Images from Tonga show children playing among debris and locals cleaning up volcanic ash after the weekend undersea earthquake.
The underground eruption caused a tsunami that claimed the lives of at least three people.
Communication with Tonga has been limited since an undersea fibre-optic cable was broken when the Hunga Tonga-Hunga Ha'apai volcano erupted at 3.10pm AEDT on Saturday, January 15.
The eruption caused a tsunami with waves of up to two metres in the capital Nuku'alofa, where the surging water damaged local buildings such as the Ha'atafu Beach Resort.
Children played among the debris, uprooted trees and damaged buildings were in photos upload to Ha'atafu Beach Resort's Facebook page this week.
"We received footages and photos of the devastation the tsunami has caused. Ha'atafu Beach Resort is now unrecognisable and it's a miracle everyone got out to safety," the post was captioned.
Local journalist Marian Kupu said locals are hoping for rain to wash away volcanic ash that is covering buildings, roads, vehicles and vegetation across Tonga.
"We won't be expecting heavy rain until the next five days as the weather predicts. As of now, we are hoping for rain but unfortunately we won't have rain," Ms Kupu said on a Facebook livestream.
"So we will be with all this dust for a few more days."
Internet is down in Tonga but Ms Kupu's office at Broadcomfm Broadcasting has a satellite, which allows her to post pictures and videos on Facebook to keep people updated.
Some of Ms Kupu's photos show volcanic ash blanketing the landscape, locals cleaning up, severely damaged buildings and large areas with debris strewn across the ground.
Australia sends support
Australia has pledged $1 million for the recovery effort in Tonga, which includes two RAAF flights carrying supplies and communications equipment sent to the Pacific nation on Thursday.
The supplies include shelter, hygiene kits, PPE for people clearing ash, water containers and other items to support immediate needs.
HMAS Adelaide will also set sail from Brisbane on Friday with water purification equipment and more humanitarian supplies.
Minister for Foreign Affairs Marise Payne said the overall objective of aid is to help displaced people and restore communications.
"We are working with Tonga to help restore international communications, including by delivering portable satellite equipment, so Tongan communities in Australia and across the Pacific can contact their families and loved ones," Ms Payne said in a statement.
Three deaths confirmed
Tonga's government has so far confirmed three fatalities in its first official update, which was released on Tuesday.
The prime minister's office confirmed the deaths of a 65-year-old woman on Mango Island and a 49-year-old man on Nomuka Island, in addition to a British national.
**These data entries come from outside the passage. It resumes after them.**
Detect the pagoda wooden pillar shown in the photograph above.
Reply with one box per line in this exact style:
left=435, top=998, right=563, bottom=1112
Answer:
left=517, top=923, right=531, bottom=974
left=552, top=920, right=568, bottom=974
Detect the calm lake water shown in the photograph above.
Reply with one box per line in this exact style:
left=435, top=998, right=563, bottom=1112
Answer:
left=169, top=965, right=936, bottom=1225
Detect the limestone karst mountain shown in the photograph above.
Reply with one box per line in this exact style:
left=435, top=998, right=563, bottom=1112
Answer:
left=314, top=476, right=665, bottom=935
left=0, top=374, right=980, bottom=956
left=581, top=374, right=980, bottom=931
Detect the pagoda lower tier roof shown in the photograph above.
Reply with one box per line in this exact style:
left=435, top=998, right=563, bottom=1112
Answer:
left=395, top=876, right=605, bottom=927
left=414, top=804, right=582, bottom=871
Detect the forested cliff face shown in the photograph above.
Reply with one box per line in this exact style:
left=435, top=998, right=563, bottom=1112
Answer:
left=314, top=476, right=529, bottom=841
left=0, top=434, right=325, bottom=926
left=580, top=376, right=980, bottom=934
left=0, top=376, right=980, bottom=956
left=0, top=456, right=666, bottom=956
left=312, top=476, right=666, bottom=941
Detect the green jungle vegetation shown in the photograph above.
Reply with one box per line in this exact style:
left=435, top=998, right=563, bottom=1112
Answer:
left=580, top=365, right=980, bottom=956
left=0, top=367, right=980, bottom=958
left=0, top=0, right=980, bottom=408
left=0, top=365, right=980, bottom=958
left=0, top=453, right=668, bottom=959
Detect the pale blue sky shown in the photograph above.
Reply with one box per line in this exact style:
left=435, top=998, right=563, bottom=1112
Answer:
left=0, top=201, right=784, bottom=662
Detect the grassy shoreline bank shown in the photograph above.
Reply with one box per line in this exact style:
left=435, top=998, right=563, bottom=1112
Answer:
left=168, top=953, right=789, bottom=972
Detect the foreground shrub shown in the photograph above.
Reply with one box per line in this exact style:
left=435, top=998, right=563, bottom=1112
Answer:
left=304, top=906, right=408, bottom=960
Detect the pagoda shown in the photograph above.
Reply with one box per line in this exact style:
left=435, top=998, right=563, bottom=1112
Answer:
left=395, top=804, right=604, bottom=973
A number of injuries were also reported.
The British national was Angela Glover, 50, who started the Tonga Animal Welfare Society.
The Tongan navy had deployed with health teams and water, food and tents to the outlying Ha'apai islands, with more aid sent on Tuesday due to the severity of the damage observed on Mango, Fonoifua and Namuka islands, it said.
All the houses were destroyed on Mango island, only two houses remained on Fonoifua, and Namuka island had extensive damage, it said.